At a Glance:
LiteLLM is an open-source AI gateway that provides a unified API to call 100+ LLM providers using the OpenAI format, deployable as a Python SDK or a centralized proxy server with virtual keys, spend tracking, and load balancing.
Overview:
LiteLLM is an open-source AI Gateway designed to simplify interactions with large language models by offering a single, unified interface for over 100 LLM providers. It solves the problem of managing disparate SDKs, authentication patterns, and request formats across different models by translating all calls into a standard OpenAI-compatible format. The project supports two primary modes of operation: a Python SDK for direct codebase integration and a self-hosted proxy server that acts as a centralized service with authentication, cost tracking, and an admin dashboard. This makes it suitable for both individual developers and platform teams looking for a consistent, production-ready layer for model routing.
Key Decision Points:
Dual deployment modes: Available as a Python SDK for library integration or a self-hosted proxy server for a centralized service with its own API endpoints.
Centralized access control: The proxy server provides virtual keys to manage and control access for different users or projects.
Production-oriented management: The gateway includes built-in spend tracking, load balancing, and guardrails for managing LLM usage.
Workflow extensibility: Integrates with A2A agents and MCP tools, allowing external agents and tools to be called through the same unified gateway.
Enterprise-tier features: An enterprise license is available for SSO, professional support, and custom SLAs, indicating a project scope that extends to managed commercial needs.
Core Features:
Unified LLM interface: A single interface in OpenAI format to call 100+ LLMs, including chat completions, embeddings, image generation, and audio endpoints.
Python SDK: A library allowing developers to integrate LLM calls directly into their Python codebase with retry/fallback logic and cost tracking.

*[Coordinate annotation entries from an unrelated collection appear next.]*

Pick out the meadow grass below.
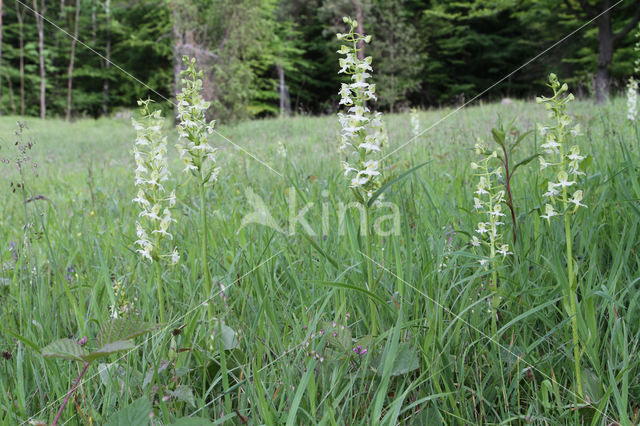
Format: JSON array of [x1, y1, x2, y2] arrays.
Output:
[[0, 99, 640, 425]]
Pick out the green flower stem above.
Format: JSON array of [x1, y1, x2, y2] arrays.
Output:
[[200, 180, 213, 320], [364, 205, 378, 336], [155, 261, 164, 324]]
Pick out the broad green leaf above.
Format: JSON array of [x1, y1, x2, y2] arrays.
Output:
[[310, 280, 393, 312], [491, 129, 505, 146], [4, 330, 40, 352], [105, 398, 151, 426], [373, 343, 420, 376], [169, 417, 215, 426], [322, 321, 352, 352], [167, 385, 196, 407], [97, 318, 157, 346], [82, 340, 136, 362], [221, 324, 238, 351], [360, 161, 431, 207], [42, 339, 87, 362], [391, 343, 420, 376]]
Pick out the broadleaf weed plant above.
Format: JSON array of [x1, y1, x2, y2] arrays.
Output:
[[536, 73, 586, 399], [176, 56, 231, 411], [485, 119, 539, 245], [470, 142, 513, 334], [132, 100, 180, 322], [337, 17, 387, 335]]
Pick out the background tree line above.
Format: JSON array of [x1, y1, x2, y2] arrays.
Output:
[[0, 0, 640, 121]]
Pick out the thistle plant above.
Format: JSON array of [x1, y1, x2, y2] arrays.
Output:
[[176, 56, 219, 317], [337, 17, 387, 334], [536, 74, 586, 398], [132, 100, 180, 322], [409, 108, 422, 139]]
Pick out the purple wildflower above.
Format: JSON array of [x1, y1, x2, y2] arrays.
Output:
[[353, 345, 367, 355], [9, 241, 18, 262]]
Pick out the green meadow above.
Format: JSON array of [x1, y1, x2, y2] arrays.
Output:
[[0, 98, 640, 425]]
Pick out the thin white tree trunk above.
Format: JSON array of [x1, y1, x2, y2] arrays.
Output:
[[66, 0, 80, 121], [102, 0, 111, 115], [0, 0, 2, 115], [33, 0, 47, 118]]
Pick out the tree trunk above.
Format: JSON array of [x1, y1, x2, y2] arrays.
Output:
[[0, 0, 2, 115], [66, 0, 80, 121], [276, 64, 291, 117], [15, 3, 24, 115], [595, 12, 613, 104], [33, 0, 47, 119], [102, 0, 111, 115], [354, 0, 364, 61], [7, 68, 16, 115]]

AI Gateway (Proxy Server): A self-hosted, centralized service providing authentication, multi-tenant cost tracking, guardrails, and an admin dashboard UI.
Agent gateway: Support for invoking A2A agents from providers like Vertex AI Agent Engine and Bedrock AgentCore through the proxy.

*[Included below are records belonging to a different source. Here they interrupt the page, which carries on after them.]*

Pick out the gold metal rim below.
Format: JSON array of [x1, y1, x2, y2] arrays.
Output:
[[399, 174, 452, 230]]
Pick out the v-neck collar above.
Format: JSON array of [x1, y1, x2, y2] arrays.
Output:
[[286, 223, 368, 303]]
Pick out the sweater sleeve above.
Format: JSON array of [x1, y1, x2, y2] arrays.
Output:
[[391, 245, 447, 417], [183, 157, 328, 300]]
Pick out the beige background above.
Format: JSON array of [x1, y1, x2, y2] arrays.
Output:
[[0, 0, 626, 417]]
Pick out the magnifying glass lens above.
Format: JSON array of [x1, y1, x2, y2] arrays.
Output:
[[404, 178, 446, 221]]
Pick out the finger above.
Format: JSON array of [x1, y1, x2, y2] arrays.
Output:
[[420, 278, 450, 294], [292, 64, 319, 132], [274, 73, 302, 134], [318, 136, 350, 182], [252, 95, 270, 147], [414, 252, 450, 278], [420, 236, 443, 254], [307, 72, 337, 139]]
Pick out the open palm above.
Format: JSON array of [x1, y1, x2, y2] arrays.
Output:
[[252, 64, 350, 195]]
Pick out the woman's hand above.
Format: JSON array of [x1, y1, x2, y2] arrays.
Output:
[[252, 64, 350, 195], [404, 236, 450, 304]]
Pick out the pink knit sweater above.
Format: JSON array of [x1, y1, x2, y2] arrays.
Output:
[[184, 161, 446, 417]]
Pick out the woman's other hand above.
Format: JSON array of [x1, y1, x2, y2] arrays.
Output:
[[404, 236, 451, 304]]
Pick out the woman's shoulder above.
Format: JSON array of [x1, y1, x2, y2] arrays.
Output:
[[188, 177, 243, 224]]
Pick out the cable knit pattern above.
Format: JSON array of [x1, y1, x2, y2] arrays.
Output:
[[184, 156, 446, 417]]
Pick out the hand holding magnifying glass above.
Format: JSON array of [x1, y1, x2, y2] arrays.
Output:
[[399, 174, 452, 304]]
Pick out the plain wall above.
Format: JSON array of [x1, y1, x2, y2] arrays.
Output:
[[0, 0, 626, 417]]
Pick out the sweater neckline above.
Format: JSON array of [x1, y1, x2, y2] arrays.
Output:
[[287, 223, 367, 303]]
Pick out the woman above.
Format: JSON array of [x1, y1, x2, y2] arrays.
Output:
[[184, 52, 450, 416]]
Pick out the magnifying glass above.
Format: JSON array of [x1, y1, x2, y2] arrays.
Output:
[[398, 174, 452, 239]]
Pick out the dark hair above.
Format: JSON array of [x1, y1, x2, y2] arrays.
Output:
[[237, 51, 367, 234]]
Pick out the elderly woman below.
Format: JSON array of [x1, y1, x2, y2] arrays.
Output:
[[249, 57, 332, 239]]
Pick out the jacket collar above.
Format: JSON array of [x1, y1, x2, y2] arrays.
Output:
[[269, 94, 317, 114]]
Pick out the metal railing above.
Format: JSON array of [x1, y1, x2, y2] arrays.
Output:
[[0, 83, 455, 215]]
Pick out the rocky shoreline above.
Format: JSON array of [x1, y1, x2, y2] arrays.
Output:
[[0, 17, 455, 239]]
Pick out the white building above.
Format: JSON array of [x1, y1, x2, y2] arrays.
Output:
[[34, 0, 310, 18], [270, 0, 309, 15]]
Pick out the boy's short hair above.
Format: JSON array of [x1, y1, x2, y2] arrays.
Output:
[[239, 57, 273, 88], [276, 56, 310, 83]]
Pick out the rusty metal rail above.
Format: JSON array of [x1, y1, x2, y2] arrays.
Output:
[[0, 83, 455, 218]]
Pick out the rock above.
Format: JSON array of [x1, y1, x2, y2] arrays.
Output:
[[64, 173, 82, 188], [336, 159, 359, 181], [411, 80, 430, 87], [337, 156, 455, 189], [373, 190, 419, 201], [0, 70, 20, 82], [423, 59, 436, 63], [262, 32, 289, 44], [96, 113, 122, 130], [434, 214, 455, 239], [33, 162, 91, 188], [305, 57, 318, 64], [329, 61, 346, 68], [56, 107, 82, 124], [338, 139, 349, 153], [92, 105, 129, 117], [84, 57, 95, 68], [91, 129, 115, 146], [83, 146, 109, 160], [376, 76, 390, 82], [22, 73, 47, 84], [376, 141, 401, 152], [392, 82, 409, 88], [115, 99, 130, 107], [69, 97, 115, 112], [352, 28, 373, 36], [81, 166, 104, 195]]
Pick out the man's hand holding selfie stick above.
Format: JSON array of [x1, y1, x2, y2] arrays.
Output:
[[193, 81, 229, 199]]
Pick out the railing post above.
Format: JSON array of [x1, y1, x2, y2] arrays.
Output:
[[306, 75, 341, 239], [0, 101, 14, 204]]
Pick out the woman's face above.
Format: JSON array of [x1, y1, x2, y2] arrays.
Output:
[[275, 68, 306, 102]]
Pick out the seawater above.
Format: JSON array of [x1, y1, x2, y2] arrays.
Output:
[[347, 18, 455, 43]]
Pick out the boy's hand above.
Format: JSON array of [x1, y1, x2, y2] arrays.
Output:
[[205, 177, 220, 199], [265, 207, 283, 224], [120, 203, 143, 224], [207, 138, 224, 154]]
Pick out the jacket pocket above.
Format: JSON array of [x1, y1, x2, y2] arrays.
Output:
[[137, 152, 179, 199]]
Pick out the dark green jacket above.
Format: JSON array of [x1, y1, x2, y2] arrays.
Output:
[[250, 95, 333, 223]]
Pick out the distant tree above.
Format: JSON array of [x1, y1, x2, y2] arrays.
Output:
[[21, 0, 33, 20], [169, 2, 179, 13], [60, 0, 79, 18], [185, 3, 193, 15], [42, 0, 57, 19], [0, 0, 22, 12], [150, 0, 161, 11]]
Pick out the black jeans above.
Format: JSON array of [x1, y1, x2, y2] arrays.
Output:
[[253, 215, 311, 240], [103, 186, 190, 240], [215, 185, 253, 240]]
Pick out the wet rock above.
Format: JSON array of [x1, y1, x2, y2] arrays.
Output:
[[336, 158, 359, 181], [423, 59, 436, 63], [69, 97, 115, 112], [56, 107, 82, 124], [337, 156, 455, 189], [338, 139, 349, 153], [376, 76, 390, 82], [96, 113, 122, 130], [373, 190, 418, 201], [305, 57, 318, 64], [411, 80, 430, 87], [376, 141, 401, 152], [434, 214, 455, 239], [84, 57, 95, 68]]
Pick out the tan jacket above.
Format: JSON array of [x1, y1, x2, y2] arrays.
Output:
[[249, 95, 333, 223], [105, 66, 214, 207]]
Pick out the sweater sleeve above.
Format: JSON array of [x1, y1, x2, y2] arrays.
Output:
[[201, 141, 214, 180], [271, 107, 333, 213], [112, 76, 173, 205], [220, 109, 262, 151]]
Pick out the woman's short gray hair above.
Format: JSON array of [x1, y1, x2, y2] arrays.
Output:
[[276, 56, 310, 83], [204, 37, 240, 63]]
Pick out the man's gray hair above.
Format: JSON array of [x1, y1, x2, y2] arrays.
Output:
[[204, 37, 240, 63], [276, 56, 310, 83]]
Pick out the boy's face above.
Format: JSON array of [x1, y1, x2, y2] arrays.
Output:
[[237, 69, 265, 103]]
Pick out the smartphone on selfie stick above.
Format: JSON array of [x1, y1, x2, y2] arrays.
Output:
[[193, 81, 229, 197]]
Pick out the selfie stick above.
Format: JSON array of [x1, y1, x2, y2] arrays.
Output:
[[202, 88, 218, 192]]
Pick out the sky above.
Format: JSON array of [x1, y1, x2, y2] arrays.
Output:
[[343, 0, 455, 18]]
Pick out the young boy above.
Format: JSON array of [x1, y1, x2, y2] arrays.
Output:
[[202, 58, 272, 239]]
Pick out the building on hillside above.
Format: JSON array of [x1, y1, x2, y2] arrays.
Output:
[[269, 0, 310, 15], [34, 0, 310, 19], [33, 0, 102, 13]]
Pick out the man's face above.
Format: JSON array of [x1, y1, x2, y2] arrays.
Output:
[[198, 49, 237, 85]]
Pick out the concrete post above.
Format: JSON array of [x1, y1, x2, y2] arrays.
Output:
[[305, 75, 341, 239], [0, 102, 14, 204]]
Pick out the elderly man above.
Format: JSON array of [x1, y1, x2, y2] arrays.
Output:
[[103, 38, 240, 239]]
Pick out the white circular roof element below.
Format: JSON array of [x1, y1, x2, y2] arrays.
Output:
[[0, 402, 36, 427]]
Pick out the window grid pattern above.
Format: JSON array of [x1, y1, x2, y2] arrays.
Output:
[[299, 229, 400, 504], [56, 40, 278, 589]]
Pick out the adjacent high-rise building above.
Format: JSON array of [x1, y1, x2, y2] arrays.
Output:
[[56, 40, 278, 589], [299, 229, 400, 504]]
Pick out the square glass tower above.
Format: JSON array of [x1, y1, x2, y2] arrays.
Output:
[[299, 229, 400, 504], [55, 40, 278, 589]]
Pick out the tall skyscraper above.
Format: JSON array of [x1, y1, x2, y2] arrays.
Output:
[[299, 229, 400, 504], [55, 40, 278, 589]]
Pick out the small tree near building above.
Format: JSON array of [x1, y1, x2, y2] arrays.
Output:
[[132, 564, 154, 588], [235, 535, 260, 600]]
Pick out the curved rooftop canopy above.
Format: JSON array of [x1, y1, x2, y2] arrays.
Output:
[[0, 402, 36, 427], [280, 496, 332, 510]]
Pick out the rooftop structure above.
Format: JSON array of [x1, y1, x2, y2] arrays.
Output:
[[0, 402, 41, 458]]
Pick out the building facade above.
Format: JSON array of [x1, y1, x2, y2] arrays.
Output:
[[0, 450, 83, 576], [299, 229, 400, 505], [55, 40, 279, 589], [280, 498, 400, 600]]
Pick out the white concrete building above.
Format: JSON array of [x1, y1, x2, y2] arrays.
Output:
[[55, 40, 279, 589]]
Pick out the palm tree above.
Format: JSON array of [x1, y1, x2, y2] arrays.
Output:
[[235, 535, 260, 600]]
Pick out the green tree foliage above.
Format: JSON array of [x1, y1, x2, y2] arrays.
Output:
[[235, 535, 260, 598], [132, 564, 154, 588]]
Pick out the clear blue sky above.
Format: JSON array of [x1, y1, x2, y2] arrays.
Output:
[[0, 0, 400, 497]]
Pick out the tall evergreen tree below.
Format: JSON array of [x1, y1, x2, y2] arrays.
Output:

MCP gateway: The ability to connect MCP servers to any LLM, enabling the use of external tools in chat completions.
Use Cases:
Developers can integrate multiple LLMs into their applications using the Python SDK without writing provider-specific code.
Platform teams can deploy the proxy server to provide a standardized, governed access point for LLMs across their organization.
Users can connect and manage external tools and agents from a single interface, using A2A and MCP protocols supported by the gateway.
Open-Source Alternative Value:
LiteLLM's value as an open-source project lies in providing a self-hosted gateway that abstracts the complexity of calling numerous LLM providers through a single, OpenAI-compatible API. The self-hosted proxy server gives developers the ability to centrally manage authentication, costs, and guardrails without routing requests through a third-party service. Its support for calling models via a Python SDK or a dedicated proxy server offers flexibility for both code-level integration and infrastructure-level deployment, based on the specific needs of a project or an ML platform team.